Juventus notuje zasłużoną porażkę. Przez większość spotkania bił w głową w mur, ale robił to tak nieumiejętnie, że aż momentami trudno było na to patrzeć. Zabrakło dzisiaj w tym zespole lidera, który poruszyłby resztę i zrobił coś z niczego. A jeśli Wojciech Szczęsny na tle swoich kolegów wypada całkiem nieźle, to wiedz, że drużyna Allegriego zagrała naprawdę mizernie.
Juventus – Empoli. Rozczarowująca ekipa Szczęsnego
Juventus od samego początku meczu miał problemy. Nie dość, że stracił bramkę (Szczęsny raczej bez szans), to jeszcze po dwóch kwadransach nie posiadał kontroli nad przebiegiem spotkania. Tak naprawdę jedyne poważne zagrożenie stwarzał Chiesa, który czasami szarpnął po skrzydle i oddał strzał. Ba, prawie strzelił nawet samobója głową, ale Polak był czujny w bramce, zrobił co trzeba. Reszta była dość przewidywalna, ot, podopieczni trenera Allegriego niczym szczególnym oprócz indywidualnych akcji nie potrafili zaskoczyć swoich rywali. Szarże zaczął robić również Cuadrado, natomiast to było za mało, żeby odrobić jedną bramką jeszcze w pierwszej odsłonie.

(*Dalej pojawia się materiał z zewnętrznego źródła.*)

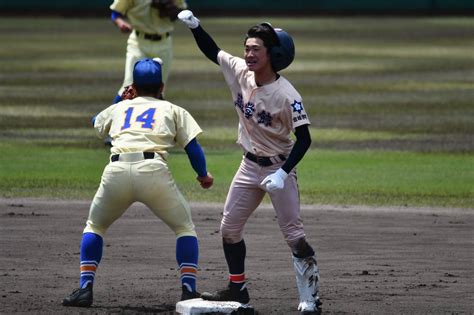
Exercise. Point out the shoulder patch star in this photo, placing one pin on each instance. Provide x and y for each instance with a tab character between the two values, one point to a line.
297	106
264	118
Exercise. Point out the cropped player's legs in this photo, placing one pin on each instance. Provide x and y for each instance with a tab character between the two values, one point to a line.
134	53
287	206
162	49
155	187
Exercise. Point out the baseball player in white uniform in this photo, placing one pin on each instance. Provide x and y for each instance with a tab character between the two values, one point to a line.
269	110
150	24
143	130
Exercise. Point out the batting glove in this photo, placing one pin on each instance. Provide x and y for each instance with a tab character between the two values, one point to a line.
188	18
275	181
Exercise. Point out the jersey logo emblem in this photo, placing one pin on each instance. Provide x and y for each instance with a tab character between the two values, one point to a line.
297	107
249	109
246	109
264	118
240	102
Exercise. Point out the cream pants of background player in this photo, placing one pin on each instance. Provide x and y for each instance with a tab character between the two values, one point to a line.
139	48
146	181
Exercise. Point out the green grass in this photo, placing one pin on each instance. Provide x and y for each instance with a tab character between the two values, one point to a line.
325	177
390	101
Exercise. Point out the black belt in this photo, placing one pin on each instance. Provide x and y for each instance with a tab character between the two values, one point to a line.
153	37
264	160
146	155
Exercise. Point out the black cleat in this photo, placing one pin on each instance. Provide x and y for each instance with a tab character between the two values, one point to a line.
108	141
80	297
188	295
232	293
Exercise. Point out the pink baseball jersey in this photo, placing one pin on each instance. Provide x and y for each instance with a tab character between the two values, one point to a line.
267	114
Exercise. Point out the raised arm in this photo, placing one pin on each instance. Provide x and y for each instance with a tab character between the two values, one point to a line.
204	41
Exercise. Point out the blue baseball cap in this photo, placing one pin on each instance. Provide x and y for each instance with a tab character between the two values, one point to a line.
147	72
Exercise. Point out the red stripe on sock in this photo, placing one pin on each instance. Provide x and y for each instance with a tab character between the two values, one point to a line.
237	278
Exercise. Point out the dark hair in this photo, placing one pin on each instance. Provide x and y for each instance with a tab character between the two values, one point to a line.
147	89
265	33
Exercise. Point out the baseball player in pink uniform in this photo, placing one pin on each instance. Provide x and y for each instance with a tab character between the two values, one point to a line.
143	130
269	110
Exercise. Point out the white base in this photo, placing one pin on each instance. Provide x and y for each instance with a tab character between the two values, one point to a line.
200	306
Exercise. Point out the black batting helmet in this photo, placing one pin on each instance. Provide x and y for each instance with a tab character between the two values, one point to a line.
283	52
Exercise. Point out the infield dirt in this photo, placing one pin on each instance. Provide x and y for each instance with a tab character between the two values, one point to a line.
372	260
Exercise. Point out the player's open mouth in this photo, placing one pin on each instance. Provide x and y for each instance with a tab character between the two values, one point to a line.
251	63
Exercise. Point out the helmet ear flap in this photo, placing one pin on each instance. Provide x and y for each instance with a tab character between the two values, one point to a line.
283	54
278	57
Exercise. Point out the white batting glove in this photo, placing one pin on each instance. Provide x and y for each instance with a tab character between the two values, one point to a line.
275	181
188	18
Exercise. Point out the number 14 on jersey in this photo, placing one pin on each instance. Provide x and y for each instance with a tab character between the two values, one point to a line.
147	118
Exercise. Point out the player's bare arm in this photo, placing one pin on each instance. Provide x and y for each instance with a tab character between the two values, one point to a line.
204	41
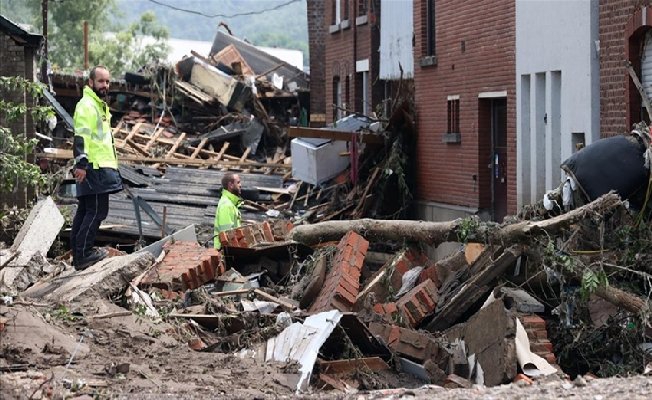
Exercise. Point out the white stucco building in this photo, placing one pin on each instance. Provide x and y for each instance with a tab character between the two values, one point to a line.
557	89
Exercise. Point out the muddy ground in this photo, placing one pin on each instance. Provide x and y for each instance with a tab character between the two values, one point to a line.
128	356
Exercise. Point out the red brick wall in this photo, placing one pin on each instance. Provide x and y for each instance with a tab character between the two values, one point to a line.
445	171
343	48
317	29
621	27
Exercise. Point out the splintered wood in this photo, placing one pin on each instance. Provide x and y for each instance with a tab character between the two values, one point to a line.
148	144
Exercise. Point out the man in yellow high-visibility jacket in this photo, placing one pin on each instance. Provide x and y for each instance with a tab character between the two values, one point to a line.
227	214
95	170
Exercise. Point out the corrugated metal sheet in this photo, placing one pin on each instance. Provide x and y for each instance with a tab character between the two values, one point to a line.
258	60
396	39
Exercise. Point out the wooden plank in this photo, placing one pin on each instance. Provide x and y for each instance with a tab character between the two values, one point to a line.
67	155
353	365
137	147
153	138
303	132
134	130
287	306
176	145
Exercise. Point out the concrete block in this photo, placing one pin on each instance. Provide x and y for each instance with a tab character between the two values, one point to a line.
35	236
102	279
490	334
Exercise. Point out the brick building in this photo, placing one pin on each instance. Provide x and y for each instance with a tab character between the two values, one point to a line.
625	34
18	49
464	75
344	70
316	37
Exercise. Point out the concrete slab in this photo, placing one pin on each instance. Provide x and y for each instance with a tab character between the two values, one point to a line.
106	277
35	237
490	335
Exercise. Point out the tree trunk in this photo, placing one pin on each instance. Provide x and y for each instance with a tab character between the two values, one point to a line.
435	233
622	299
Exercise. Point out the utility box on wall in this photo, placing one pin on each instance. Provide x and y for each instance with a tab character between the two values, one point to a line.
315	161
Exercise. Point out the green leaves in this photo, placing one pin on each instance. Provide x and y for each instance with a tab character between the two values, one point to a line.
15	170
591	281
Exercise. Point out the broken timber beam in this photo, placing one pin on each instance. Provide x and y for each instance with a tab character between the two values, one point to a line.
67	155
423	231
474	288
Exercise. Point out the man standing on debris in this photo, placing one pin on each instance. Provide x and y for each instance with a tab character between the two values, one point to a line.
227	215
95	170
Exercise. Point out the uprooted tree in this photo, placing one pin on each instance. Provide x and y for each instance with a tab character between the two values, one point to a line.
601	250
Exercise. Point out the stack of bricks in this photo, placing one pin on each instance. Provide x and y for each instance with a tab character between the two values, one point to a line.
186	265
418	303
414	306
256	235
535	327
402	262
416	345
343	280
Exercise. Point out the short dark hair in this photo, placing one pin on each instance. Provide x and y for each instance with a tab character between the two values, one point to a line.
93	72
227	178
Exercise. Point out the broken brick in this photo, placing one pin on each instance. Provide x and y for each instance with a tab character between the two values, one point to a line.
419	302
391	274
255	235
342	283
416	345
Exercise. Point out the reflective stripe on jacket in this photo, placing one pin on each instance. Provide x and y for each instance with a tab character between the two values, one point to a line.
227	215
93	125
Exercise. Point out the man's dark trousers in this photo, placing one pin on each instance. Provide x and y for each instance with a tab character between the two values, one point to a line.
91	211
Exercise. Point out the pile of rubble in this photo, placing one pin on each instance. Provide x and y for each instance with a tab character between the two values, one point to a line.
325	306
179	130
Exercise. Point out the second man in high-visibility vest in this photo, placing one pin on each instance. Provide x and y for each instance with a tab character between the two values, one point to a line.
227	214
96	168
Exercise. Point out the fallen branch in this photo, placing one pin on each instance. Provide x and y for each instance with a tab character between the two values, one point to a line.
427	232
435	233
622	299
521	231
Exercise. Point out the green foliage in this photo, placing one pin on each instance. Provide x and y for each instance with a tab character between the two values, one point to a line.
467	229
286	27
123	51
127	50
15	147
591	281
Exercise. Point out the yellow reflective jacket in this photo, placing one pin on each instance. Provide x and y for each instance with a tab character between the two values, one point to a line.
93	125
227	215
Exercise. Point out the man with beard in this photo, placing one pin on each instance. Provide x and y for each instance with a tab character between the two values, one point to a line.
95	170
227	215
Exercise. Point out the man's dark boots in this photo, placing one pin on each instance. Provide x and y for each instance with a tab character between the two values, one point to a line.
95	255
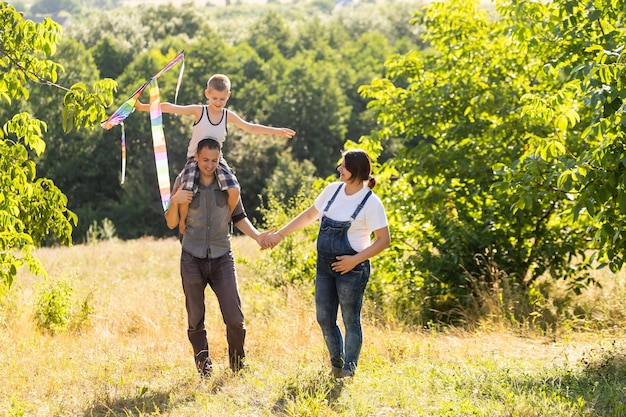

Jasne, Empoli oddało tylko jeden celny strzał do 45. minuty. Po golu zaczęło bronić wyniku, nie szło za ciosem. ALe tym bardziej trochę wstyd dla Juventusu, że nie potrafił podkreślić swojej wielkości na tle zdecydowanie słabszego zespołu. Brakowało tu jakiegoś pazura, Juventus był bezjajeczny, a mina szkoleniowca “Starej Damy” schodzącego do szatni mówiła wszystko.
Juventus – Empoli. Bezradność “Starej Damy”
Na początku drugiej połowy Juventus musiał się trochę napocić. Szczęsny musiał często interweniować, prawie nawet stracił kolejną bramkę, ale tuż za bramką padł strzał głową zawodnika Empoli. Szczęsny stanął wtedy jak wryty. Źle to wyglądało dla Juventusu, pachniało kolejną stratą i wizja zwycięstwa oddalała się z każdą minutą. Ataki “Starej Damy” wciąż były nieudolne, a poprawiło się jedynie jej posiadanie piłki. Fajną zmianę zrobił Kulusevski i tyle.
W 80. minucie na boisko wszedł Żurkowski. Jak zagrał? Raz wywalczył fal, umiejętnie się zastawił. Poza tym – nic szczególnego. Trudno się jednak dziwić, skoro ostatni kwadrans nie był porywający piłkarsko. Bezradność gospodarzy biła po oczach i to musiało się tak skończyć. W ekipie, która powinna walczyć o mistrzostwo Włoch, nie było żadnego piłkarza, na którym można by oprzeć grę. Kogoś, kogo rywale by się bali. Czyli co, Ronaldo wcale nie był problemem?